South Africa has announced that Kiswahili will be introduced as an optional language in schools by 2020.
The move was welcomed by many who want to see the language, known in English simply as Swahili, become the first African language spoken across the continent.
Economic Freedom Fighters (EFF) party leader Julius Malema says Swahili, which is spoken by more than a hundred million people across East and Central Africa, provides Africa with a chance to free itself from colonial shackles.
“We must have a language that unites Africans.
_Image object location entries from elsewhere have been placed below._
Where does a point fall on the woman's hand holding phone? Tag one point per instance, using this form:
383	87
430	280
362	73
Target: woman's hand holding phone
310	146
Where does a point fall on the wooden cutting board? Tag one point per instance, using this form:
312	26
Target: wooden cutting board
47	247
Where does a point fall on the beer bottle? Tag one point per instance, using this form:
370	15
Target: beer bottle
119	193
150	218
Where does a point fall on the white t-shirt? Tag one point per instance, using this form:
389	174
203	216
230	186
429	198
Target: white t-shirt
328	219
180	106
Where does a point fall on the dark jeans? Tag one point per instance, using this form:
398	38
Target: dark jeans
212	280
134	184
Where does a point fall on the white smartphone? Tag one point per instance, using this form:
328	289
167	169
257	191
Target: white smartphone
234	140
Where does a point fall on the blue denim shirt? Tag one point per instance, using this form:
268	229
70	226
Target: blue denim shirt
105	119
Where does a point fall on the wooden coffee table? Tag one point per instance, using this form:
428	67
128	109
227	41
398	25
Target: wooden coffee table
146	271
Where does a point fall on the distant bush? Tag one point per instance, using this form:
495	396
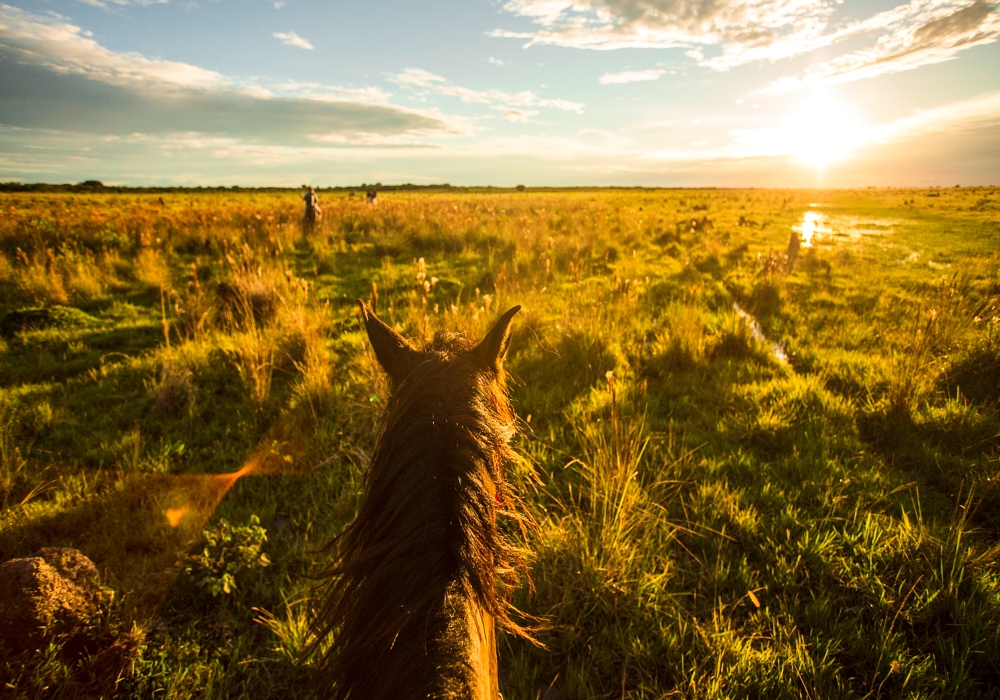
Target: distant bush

If Kiswahili can be developed and become a continental language, and then we do away with speaking to each other in English,” he said.
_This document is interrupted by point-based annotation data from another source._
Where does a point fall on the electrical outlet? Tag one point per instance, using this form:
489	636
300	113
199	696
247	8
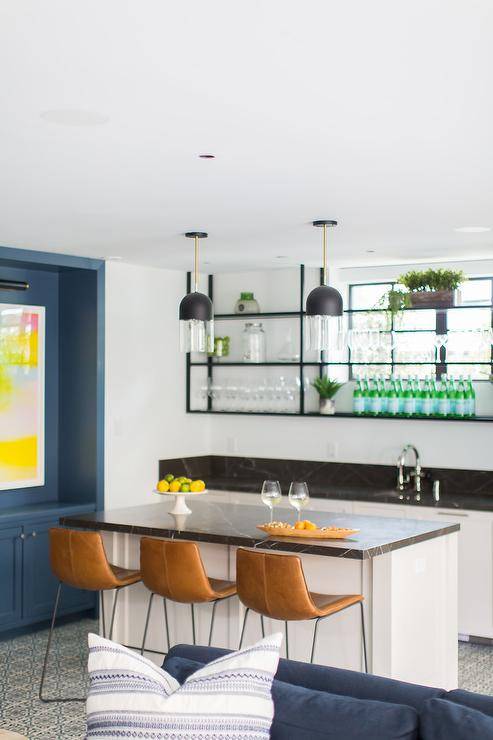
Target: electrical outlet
332	450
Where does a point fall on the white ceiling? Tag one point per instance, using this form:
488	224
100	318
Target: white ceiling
378	114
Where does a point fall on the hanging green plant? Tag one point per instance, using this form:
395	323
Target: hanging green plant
425	288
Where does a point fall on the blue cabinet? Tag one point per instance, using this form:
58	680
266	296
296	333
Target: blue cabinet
10	576
39	583
27	585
English is unlikely to lose its status as one of the most widely spoken tongues in Africa, where more than 23 countries recognize it as an official language.
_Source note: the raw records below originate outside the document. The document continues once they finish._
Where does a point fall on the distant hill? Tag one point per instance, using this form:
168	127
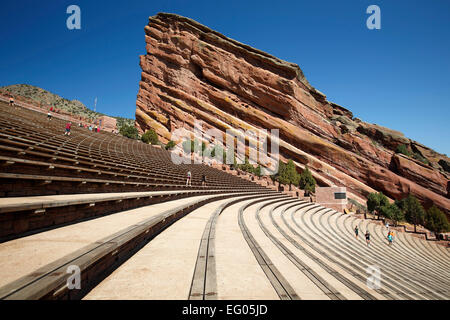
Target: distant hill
74	107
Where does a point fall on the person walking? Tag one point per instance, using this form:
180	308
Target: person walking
368	237
189	178
203	180
390	238
68	126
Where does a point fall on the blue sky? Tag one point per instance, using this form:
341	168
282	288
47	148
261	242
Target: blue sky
397	77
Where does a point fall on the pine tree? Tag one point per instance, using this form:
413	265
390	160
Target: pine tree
413	210
436	221
307	181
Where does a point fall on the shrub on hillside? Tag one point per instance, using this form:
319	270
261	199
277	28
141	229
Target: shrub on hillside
436	221
413	210
170	145
129	132
307	181
375	201
393	212
150	136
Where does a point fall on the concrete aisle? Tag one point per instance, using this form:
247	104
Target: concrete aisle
22	256
239	276
303	286
163	269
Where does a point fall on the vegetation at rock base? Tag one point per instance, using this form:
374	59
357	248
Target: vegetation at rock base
410	210
129	132
375	201
413	210
287	174
436	221
170	145
392	212
46	98
307	181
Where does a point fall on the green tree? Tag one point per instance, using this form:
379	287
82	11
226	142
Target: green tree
413	210
129	132
150	136
436	221
306	181
187	146
258	171
393	212
375	201
170	145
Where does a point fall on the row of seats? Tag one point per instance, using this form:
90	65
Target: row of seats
120	211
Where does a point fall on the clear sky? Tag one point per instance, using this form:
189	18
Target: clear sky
398	77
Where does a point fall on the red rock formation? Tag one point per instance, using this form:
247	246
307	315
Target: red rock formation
192	72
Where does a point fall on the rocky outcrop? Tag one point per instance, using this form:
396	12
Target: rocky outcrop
192	72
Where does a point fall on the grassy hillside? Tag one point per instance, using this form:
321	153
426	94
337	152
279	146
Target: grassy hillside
45	97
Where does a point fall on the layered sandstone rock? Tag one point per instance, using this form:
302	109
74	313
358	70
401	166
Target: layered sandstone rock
192	72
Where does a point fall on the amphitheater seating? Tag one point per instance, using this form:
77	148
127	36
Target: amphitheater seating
120	211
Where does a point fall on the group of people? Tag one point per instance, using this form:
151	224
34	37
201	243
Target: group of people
11	101
390	235
189	179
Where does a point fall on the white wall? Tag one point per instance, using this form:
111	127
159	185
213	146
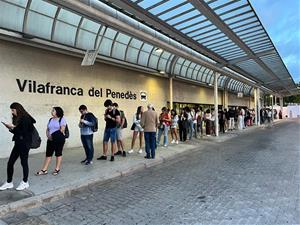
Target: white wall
23	62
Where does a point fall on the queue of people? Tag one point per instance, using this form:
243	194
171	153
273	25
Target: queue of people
147	126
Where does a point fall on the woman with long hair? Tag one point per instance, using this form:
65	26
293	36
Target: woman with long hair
137	129
22	128
174	123
56	139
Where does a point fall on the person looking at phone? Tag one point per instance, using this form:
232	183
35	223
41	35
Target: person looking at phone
112	119
22	128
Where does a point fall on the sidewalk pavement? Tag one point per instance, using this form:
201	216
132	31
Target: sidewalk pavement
75	176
By comparison, Swahili is an official or national language in five of Africa’s 54 countries — the Democratic Republic of Congo, Kenya, Rwanda, Tanzania and Uganda.
But unlike English, Swahili could provide a more native connection between African people.
“It’s a Bantu language for Africa and Bantu is everywhere,” said Isa Kenya, a Kenyan national living in Johannesburg. “Even in South Africa, Zulus they speak all the same as the Kiswahili and it will be easiest for Africa people to communicate when the African Union opens the border.”
Swahili has for centuries been the language of commerce in East Africa, becoming a second language to tens of millions across trading routes.
Sipho Mutema, principal of the Christians’ Institute of Learning in Johannesburg, believes the language can help unify the continent.
“Learning about the depth and wideness of one’s language, it is a way of finding one’s identity. I think it will bring togetherness, something that I will call Africanness,” he said.
Others argue that on a continent with 1.2 billion people and more than 2,000 languages, Kiswahili has more than a few hurdles to leap before becoming Africa’s common language.